Bugüne dek hiçbir şey yapmayanların, atılan adımlardaki kaygısı “bir şey yapmayın, böyle sürsün, gitsin” diyen statükocuların çıkışından farksızdır.
Aslında bunu herkes bilir ama muhalefeti de aynı mantıkla yürütmekten bir an için geri durmazlar. Bugün de aynısı olacak. Başbakan demokratikleşme için atılacak adımları, onlarsa atılacak adımın gereksizliğine vurgu yapacaklar.
Kimi ülkenin satıldığını söyleyecek, kimi cumhuriyetin kolonlarındaki çatırtıları saymaya başlayacak.
Kimi laikliğe aykırı olanları sayıp dökecek, kimi terör örgütüyle yapılan pazarlık iddialarına bir yenisini ekleyecek.
Bazıları demokrasiyi, hükümetlerin veremeyeceğini söyleyecek.
Bazıları da devletin yıkılacağından bahsedecek.
Bu paketin içeriğinde ne olursa olsun, eleştiriler aylarca sürecek.
Hatta içi boş bir paket ortaya koysalar, ekranlara doğru döndürüp, “bakın boş” deseler de değişmeyecek. Bunu noter huzurunda yapıp, boşluğunu kayıt altına alsalar da değişen bir şey olmayacak.

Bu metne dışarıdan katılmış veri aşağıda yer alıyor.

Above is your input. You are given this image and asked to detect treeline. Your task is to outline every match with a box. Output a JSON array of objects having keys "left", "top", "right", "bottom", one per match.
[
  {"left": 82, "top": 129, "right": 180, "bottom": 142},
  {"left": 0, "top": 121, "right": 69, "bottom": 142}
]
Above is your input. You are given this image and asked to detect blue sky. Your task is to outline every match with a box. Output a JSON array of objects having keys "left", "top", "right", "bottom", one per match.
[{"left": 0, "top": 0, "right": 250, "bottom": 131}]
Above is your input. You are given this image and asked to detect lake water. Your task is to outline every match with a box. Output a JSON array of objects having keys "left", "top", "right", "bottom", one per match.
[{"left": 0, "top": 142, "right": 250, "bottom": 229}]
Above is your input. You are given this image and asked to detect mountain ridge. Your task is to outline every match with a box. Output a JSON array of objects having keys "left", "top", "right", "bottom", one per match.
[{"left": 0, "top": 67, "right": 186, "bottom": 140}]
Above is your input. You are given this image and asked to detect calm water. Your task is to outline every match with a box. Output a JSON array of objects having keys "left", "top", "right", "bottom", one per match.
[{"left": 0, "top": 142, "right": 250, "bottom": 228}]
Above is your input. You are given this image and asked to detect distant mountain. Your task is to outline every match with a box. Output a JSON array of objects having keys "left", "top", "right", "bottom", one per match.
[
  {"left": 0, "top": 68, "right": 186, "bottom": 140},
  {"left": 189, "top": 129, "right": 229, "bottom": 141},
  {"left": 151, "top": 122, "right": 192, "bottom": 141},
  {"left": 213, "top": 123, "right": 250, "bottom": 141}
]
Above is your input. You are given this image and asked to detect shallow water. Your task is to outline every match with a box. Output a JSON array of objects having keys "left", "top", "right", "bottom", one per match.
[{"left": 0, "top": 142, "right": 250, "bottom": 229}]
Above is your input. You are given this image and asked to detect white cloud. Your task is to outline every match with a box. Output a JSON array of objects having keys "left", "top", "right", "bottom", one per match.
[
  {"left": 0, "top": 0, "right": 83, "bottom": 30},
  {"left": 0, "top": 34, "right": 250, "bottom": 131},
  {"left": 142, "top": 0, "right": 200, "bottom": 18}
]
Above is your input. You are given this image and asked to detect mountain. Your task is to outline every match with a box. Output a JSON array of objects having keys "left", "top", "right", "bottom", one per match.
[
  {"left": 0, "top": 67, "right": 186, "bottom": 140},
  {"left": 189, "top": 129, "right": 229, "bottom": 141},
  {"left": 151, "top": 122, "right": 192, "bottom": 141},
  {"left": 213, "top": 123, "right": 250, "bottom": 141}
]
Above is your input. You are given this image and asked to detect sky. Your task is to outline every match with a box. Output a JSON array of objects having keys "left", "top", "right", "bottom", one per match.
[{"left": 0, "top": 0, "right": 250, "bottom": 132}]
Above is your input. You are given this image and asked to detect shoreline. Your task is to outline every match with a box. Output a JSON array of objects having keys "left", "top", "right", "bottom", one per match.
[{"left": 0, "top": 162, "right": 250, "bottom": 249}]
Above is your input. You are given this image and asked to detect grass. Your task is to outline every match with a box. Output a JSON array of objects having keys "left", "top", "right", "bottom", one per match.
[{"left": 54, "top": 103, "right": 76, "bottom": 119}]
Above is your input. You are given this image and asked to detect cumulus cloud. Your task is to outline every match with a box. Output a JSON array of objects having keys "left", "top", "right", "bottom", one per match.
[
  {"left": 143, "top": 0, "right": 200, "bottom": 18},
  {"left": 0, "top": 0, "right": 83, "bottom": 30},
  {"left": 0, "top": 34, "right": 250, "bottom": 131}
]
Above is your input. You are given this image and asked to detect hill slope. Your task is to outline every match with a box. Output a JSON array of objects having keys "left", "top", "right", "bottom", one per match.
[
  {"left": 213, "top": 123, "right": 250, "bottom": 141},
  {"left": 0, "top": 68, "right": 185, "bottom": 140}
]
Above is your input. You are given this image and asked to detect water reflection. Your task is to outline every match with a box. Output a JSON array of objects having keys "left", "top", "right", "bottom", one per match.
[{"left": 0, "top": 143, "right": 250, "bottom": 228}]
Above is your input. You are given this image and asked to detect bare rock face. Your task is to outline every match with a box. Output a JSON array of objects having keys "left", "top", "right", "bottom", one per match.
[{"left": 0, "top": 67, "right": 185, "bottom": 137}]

Çünkü bu ülkede bazı değerleri, bazıları tekeline almış durumda.
Siz ne yaparsanız yapın, “onlardan olmak için, onlarla olmanız gerektiği” fikrinden zerre-i miskal taviz vermezler.

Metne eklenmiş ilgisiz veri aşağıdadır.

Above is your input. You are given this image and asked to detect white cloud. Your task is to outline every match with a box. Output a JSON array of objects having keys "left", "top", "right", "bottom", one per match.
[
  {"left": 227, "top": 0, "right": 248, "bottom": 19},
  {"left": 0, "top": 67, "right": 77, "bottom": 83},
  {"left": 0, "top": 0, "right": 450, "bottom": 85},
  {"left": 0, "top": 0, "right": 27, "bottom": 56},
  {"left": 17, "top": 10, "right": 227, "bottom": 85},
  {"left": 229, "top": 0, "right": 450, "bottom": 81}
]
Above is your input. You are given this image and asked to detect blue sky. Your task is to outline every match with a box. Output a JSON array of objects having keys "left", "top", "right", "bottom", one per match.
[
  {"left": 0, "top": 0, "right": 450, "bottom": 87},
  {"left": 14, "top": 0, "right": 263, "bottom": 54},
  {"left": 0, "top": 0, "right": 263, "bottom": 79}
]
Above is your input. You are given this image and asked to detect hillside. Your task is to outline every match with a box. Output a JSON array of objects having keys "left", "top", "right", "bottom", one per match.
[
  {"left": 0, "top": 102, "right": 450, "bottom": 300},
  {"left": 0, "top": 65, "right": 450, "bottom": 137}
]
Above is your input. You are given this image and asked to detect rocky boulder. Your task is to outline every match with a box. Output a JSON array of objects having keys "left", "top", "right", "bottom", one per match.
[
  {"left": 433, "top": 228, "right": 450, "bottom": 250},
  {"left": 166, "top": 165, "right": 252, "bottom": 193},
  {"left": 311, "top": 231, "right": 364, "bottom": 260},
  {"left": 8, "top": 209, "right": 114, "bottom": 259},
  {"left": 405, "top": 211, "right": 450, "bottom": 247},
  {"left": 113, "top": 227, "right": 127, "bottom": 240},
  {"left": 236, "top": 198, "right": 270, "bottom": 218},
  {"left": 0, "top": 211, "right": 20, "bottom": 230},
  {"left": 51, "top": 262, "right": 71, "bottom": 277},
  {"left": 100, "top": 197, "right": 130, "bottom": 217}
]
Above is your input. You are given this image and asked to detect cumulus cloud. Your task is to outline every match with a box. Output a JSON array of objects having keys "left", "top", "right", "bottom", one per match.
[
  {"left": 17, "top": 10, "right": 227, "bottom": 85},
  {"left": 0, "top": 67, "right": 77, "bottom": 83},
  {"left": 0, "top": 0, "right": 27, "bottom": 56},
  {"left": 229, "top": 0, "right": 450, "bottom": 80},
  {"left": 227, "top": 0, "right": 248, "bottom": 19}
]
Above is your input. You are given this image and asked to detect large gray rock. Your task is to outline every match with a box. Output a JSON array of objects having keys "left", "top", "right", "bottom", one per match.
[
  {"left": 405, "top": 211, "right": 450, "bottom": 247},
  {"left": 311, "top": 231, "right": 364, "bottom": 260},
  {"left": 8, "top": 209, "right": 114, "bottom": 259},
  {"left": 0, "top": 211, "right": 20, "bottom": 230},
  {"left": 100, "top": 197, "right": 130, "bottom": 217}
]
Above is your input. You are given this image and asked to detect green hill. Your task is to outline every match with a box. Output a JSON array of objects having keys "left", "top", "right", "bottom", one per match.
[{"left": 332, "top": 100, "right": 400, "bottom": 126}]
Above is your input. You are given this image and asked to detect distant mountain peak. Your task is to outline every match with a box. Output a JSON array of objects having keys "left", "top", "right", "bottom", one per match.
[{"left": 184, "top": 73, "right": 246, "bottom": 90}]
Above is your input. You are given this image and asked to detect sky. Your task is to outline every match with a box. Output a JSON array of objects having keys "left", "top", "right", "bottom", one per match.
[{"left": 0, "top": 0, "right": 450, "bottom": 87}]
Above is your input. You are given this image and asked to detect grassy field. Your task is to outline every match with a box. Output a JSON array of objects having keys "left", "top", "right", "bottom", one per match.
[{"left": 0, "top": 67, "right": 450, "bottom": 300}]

Ülkemizde birçok değer, bu şekilde birilerinin veya bazı grupların tekelindedir.
Buna siyasi partiler de dâhildir.
Söz konusu milliyetçilikse, sadece kendi partisine mensup olanlar vatanını ve milletini sevebileceğine o kadar inanmışlar ki, bu sevgiyi bir başkasında gördüklerinde kuşkuları galip gelir.

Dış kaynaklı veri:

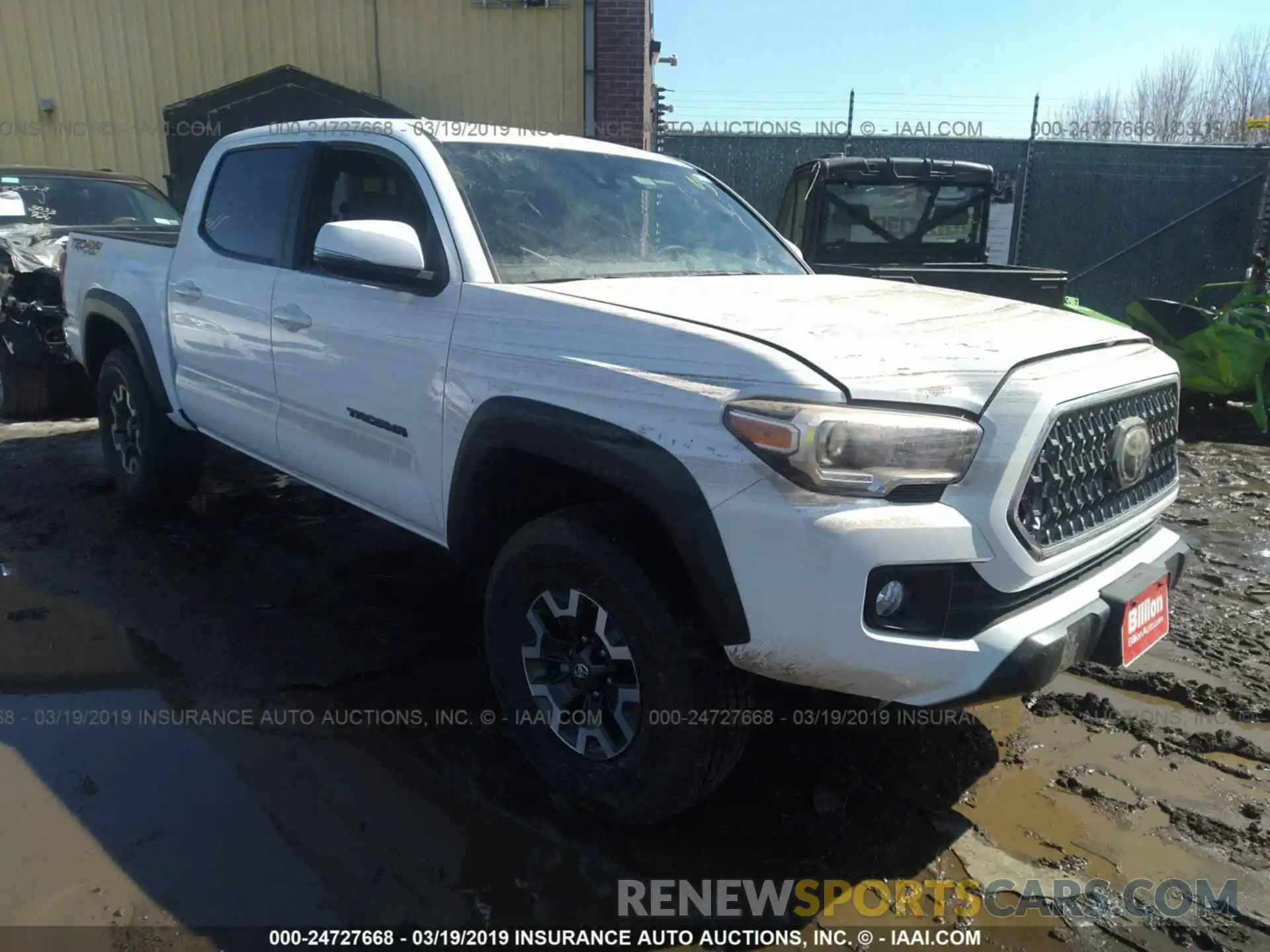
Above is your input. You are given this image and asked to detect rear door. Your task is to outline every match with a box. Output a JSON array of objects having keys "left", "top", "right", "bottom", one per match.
[
  {"left": 167, "top": 143, "right": 311, "bottom": 459},
  {"left": 273, "top": 138, "right": 461, "bottom": 537}
]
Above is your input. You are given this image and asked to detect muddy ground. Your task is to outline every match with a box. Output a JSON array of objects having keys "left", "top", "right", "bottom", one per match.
[{"left": 0, "top": 411, "right": 1270, "bottom": 949}]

Cumhuriyet söz konusuysa veya halkı sevmekle ilgili bir tartışma varsa bu defa diğer partiye mensup olanlar atılır; başkası bu değerlere sahip olamayacağı üzerine felsefi yaklaşımlarda bile bulunurlar.
Bir başka parti, “barış”ı tekeline almıştır; bir başkasının üzerinde eğreti duracağından da adı gibi emindir.
Kendisinden başka herkes savaş yanlısıdır.
Elinde silah olsa dahi, barış için kurşun sıktığını rahatlıkla söyleyebilir.
Adalet, kendi partisi hariç, hiç kimsede bulunmaz.
Demokrasi, sadece kendi partilerinde vardır.
Demokrat dediğin kendileri gibi olmalıdır.
Cumhuriyeti ancak onlar sever, ancak onlar geliştirir, ancak onlar uygular.
Bazen ne olduğumuzu, neci olduğumuz, neye sevindiğimizi, neye üzüldüğümüzü bir türlü anlatamayan bir millet olduk.
Ülkeni çok sevdiğini söylersin mesela, “hayır sevmiyorsun” diyenler bir adım öne çıkar ve sonra ne dersen de, “senin o kişi olmadığını” öyle bir anlatırlar ki, sen bile inanırsın.
Demokrat olduğunu söylemen ve hayatın boyunca demokratlıktan taviz vermemen bir şey değiştirmez.
Eğer bir grup seni kabullenmiyorsa asla demokrat olduğuna inanmaz.
Cumhuriyeti sevdiğini söyleyemezsin mesela…
Çünkü çırılçıplak cumhuriyeti değil, yanına demokrasiyi koyanlardansın.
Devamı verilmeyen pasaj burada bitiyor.